Daphnia grazing, the clear water phase, and implications of minerogenic particles in Onondaga Lake

Abstract

We evaluated the influence of Daphnia grazing on water clarity in Onondaga Lake, New York, by testing 2 related hypotheses: (1) that the high clarity (Secchi disk depth [SD]) events observed in 18 years of a 27-year record were occurrences of the clear water phase (CWP) associated with elevated levels of Daphnia grazing, and (2) that reductions in minerogenic (i.e., inorganic) particle concentrations and the accompanying reductions in light scattering (quantified by bm) due to grazing contributed importantly to the SD signatures of the CWPs. Our analysis is based on a 27-year record of the Daphnia population, SD, and the concentration of chlorophyll a (Chl-a), as well as shorter-term characterizations of minerogenic particle concentrations in the lake and application of an optical theory-based SD model previously tested for the lake. The first hypothesis is supported by (a) the consistency of seasonal patterns of Chl-a, SD, and Daphnia biomass, (b) the consistency of Daphnia biomass maxima with literature values associated with the CWP, (c) the positive relationships demonstrated between interannual differences in Daphnia biomass (and estimated grazing rates) and peak SD and duration of high clarity events, and (d) because during CWPs, estimated grazing rates exceed by a wide margin reasonable maximum values of phytoplankton growth rates.
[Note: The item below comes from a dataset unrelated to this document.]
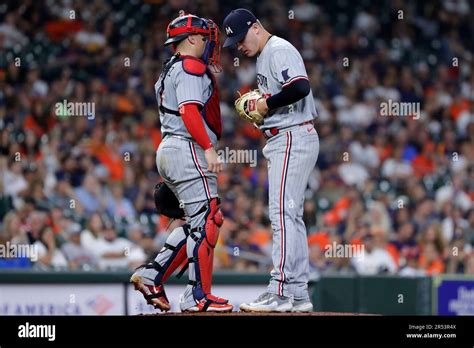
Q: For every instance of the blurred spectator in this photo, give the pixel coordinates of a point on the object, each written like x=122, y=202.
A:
x=77, y=255
x=117, y=252
x=375, y=260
The second hypothesis is supported by (a) demonstration that the minerogenic particle sizes responsible for bm (and so its influence on SD) are within the size range subject to Daphnia grazing, and (b) application of the SD model, in the context of SD and Chl-a observations, showing that a reduction in bm is necessary to explain the high SD values observed during CWPs. Finally, a review of the growing literature on the contribution of bm to the overall particle scattering coefficient in various lakes suggests that minerogenic particles are often important to the SD signature of CWPs.